Posted on 04 April 2013 by Priyanka Shrestha

A former SSE sales employee appears to have spilled the beans on the energy supplier’s dodgy practices when trying to get consumers to switch to their tariffs.

Ofgem yesterday slammed a £10.5 million fine, believed to be the largest of its kind to date, as it revealed the company’s “prolonged and extensive” mis-selling and published details of the “lies” told to consumers to get more people to switch to SSE, including cold calls, in-store and doorstep sales.

John, who claims he worked for SSE as part of its sales team but was made redundant last year, told BBC Radio 5 live about “Colleagues signing empty houses in order to earn commission, falsifying figures from bills, switching the usage to make savings, just down-right lies to trick customers to sign.”
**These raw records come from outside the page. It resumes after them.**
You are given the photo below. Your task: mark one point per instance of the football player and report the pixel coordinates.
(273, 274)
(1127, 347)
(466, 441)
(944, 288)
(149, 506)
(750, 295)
The sales agents were allegedly also told to say “anything to get the deal” and were given tips on how to make a sale if they struggled: “They’d say to people that they were put on foreign tariff systems – like npower is owned by a German utility – and they’d say because they were British, we’re affiliated with the people that supply you so we’re cheaper.

“On the paper, they’d put the customer had been paying their bill quarterly when they’d been paying direct debit in order to make an extra saving.”

John added the fine was just a “drop in the ocean” considering the profits the energy firm made last year and believed the reason for stopping doorstep sales is because SSE “knew they were in hot water for what they’d done” and believed the fine was going to be less if they stopped the sales technique.

SSE said it “apologised unreservedly” for the breaches that were made and said it has been working for the last two years to transform its sales processes, including stopping doorstep selling and introducing a £5million compensation fund so customers who believe they may have lost money can claim it back.

A member of the Energy and Climate Change Select Committee said SSE have been “extremely successful” in lying to people and hoped the fine will make them change their sales processes.

Peter Lilley MP said: “If I were a shareholder, I’d be pretty appalled that nobody at a higher level… seems to have lost anything but the annual bonus and I’d want to know why not.”

He added the UK Select Committee have suggested that there should be a system or a mobile phone app where consumers can feed in their energy usage for the last year and find out which company tariff best suits the particular household.